Hatiku berdebar-debar seakan dikejar seekor angsa yang hendak mematuk bokongku dari belakang, hehehe. Ketika kulihat ternyata diriku lulus dan diterima Sekolah Menengah Atas di Kota Sumenep, selain itu Rahmat juga lulus namun dia diterima sekolah diluar Kota Sumenep, didalam hati diriku ikut senang.
Sepulang sekolah diriku langsung menuju tempat biasanya duduk bersama Rahmat meratapi keindahan birunya pantai dan hembusan angin yang pernah terukir kenangan untuk yang terakhir kalinya hanya seorang diri.

Terlihat seorang Rahmat dengan wajah ingin mengatakan sesuatu yang hendak menghampiriku,” aku diterima di Sekolah Menengah Atas di Surabaya,” ujarnya.
“ Wah selamat yah mat,” sambungku dengan wajah bahagia diiringi keterharuan.
“ Aku minta maaf kalau banyak salah ke kamu ril,” ujarnya.
Diriku hanya mengangguk bisu dan sambil salaman diselingi memukul bahunya perlahan. “Kalau balik lagi kesini jangan lupa membawa buah tangan untukku yah, jaga kesehatan kau boss," ujarku padanya.
“Siap boss,” ujarnya dengan ditemani senyumannya yang khas.
“ Pulang yuk udah hampir malam ini,” sambungnya.

Rahmat dan aku pun pulang dengan diiringi indahnya senja di pinggir pantai yang hendak terganti oleh gelapnya malam. Waktu pun terus berjalan, hingga suatu saat diriku merebah disebuah pohon cemara dan merenung tentang sebuah kenangan indah bersama sahabatku. Hingga diriku terkadang tersenyun sendiri ketika mengingatnya.

Seakan kenangan itu terjadi pada saat sekarang, namun kenyataan berkata lain. Sempat terlintas dalam pikiranku mungkin saja Rahmat sibuk dengan tugas-tugas dan mungkin aku pun juga begitu. Hingga aku putuskan, jika diriku bertemu dengan si Rahmat akan menyambutnya dengan suatu hal spesial, yang sebelumnya belum pernah kita lakukan.

 Dan diriku berpikir bahwa perpisahan itu bukanlah akhir dari suatu persahabatan, namun awal dari lanjutan lembaran tentang persahabatan yang dulu, takkan hilang dalam diri masing-masing dan akan menjadi kenangan yang terindah.

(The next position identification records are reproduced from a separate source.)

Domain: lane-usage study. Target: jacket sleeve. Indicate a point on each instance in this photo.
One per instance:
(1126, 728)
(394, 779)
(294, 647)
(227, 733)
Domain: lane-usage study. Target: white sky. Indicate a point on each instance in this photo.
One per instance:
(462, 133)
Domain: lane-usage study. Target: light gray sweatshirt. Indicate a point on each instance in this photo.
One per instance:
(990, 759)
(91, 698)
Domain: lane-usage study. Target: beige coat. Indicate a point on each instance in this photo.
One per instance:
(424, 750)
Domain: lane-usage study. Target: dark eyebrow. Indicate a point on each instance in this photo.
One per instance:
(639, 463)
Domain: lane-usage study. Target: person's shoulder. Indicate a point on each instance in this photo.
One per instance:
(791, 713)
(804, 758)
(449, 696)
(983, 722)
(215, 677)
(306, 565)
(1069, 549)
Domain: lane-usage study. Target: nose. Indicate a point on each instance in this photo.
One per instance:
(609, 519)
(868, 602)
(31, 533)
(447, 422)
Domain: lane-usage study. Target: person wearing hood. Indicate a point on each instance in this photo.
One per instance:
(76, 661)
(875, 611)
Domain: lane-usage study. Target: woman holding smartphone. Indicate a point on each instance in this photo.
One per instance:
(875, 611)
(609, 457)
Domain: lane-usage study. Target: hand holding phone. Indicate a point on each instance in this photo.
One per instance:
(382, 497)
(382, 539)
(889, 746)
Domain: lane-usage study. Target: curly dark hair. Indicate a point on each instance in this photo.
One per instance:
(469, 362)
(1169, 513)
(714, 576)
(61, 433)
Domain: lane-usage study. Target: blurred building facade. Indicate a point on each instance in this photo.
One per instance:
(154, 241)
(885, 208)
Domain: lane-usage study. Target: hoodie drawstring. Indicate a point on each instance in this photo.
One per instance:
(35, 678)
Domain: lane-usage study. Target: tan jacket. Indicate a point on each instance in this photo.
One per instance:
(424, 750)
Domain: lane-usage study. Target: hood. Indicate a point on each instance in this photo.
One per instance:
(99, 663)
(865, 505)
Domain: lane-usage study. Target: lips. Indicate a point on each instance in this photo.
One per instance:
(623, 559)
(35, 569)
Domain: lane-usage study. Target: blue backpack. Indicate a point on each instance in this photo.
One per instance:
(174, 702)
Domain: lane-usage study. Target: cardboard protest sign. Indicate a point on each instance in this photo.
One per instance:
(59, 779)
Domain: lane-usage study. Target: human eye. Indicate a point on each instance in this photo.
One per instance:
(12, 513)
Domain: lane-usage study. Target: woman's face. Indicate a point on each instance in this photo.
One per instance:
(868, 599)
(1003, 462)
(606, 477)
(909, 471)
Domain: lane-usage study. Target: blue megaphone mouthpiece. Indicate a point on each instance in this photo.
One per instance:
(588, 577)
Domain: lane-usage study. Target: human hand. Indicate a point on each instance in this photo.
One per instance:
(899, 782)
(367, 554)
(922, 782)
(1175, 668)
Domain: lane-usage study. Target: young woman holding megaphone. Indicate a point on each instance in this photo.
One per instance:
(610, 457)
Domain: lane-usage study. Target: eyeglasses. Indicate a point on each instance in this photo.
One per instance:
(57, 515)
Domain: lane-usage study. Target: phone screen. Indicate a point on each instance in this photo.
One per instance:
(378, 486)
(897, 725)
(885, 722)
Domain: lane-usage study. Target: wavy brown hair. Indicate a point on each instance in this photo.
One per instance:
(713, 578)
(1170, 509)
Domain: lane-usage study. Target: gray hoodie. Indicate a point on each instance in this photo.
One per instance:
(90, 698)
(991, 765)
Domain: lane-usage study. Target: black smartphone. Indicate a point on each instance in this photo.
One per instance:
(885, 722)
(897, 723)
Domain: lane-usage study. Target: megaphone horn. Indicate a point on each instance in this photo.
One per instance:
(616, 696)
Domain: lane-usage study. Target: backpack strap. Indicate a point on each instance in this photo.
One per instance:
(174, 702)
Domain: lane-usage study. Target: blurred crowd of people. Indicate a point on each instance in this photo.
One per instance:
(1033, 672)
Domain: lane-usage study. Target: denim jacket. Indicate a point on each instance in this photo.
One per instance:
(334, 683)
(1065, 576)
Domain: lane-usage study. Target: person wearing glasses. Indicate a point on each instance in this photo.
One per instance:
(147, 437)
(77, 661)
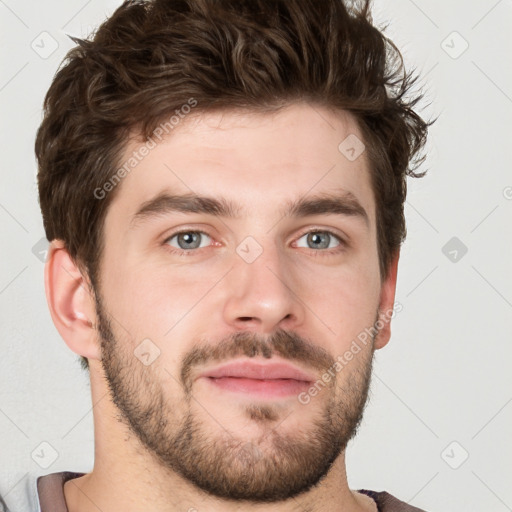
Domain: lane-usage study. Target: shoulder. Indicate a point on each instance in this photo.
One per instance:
(388, 503)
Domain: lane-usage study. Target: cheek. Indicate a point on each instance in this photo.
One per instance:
(345, 300)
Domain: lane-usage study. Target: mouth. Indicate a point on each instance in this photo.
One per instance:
(266, 380)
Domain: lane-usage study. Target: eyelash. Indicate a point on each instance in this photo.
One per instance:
(327, 252)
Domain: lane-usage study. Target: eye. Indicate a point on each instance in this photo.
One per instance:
(186, 240)
(319, 240)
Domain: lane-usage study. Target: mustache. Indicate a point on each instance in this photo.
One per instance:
(287, 344)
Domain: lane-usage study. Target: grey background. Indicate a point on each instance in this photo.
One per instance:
(441, 390)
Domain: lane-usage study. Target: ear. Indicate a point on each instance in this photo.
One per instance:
(386, 304)
(71, 302)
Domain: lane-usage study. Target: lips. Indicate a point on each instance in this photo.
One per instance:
(259, 371)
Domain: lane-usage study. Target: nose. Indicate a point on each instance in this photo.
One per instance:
(262, 295)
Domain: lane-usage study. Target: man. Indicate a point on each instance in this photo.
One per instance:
(222, 183)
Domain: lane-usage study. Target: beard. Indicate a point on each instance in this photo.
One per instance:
(178, 434)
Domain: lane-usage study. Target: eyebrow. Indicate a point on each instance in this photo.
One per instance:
(342, 203)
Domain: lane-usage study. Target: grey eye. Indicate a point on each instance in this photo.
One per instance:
(319, 240)
(188, 240)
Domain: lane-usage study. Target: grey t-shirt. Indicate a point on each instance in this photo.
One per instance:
(50, 489)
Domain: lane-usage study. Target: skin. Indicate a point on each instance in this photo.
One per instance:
(295, 302)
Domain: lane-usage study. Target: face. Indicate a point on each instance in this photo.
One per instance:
(277, 263)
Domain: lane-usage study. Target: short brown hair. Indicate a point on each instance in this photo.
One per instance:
(150, 57)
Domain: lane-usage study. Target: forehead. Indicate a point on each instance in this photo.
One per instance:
(254, 159)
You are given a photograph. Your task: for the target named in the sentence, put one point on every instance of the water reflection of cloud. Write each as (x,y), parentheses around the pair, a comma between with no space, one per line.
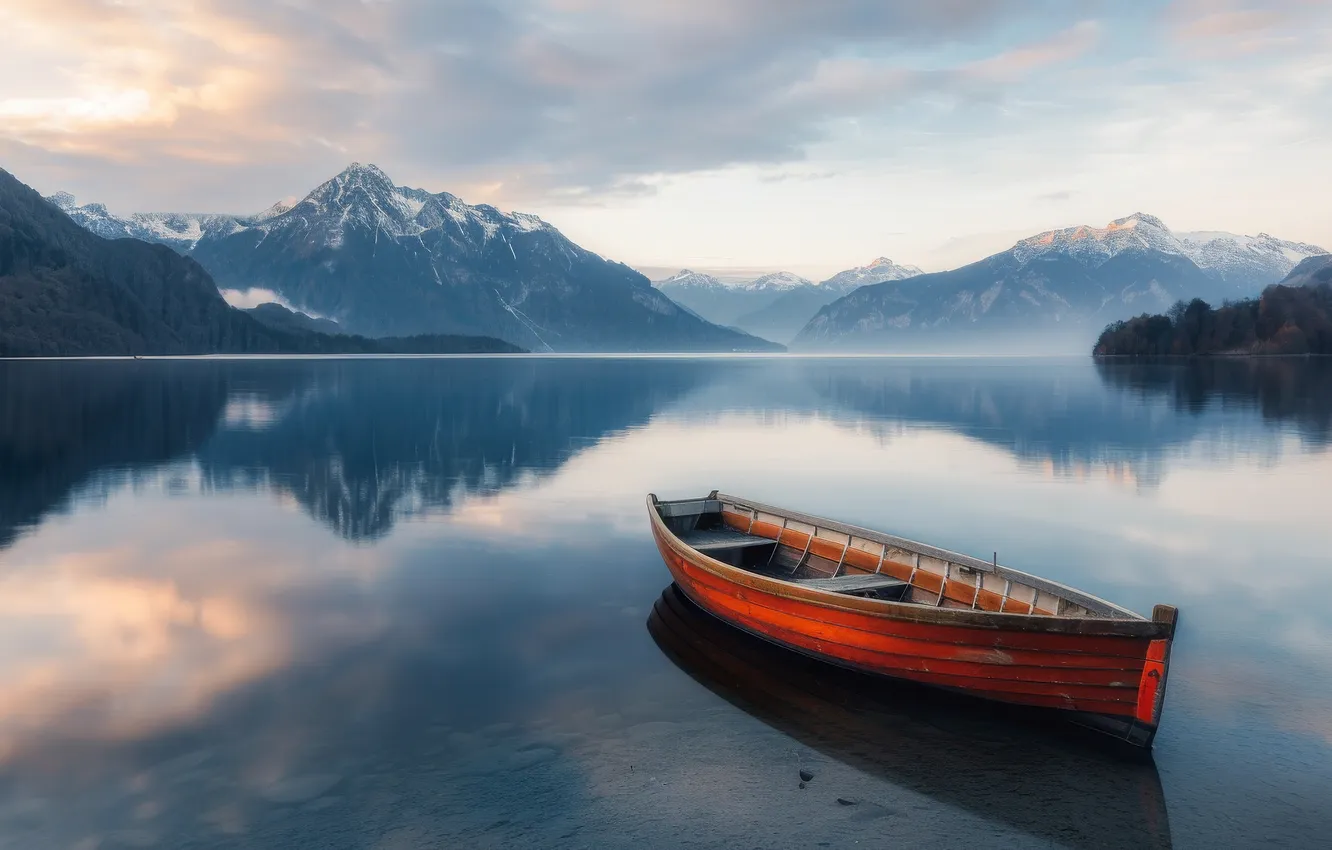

Dan janganlah jadikan perpisahan sebagai suatu penyesalan, jadikanlah perpisahan itu sebuah kebahagiaan dalam rasa terharu kita yang telah melewatinya dengan canda tawa dan duka.

Diriku masih terus bersyukur kepada Tuhan karena mengaruniai secuil kebahagiaan padaku lewat seorang sahabat.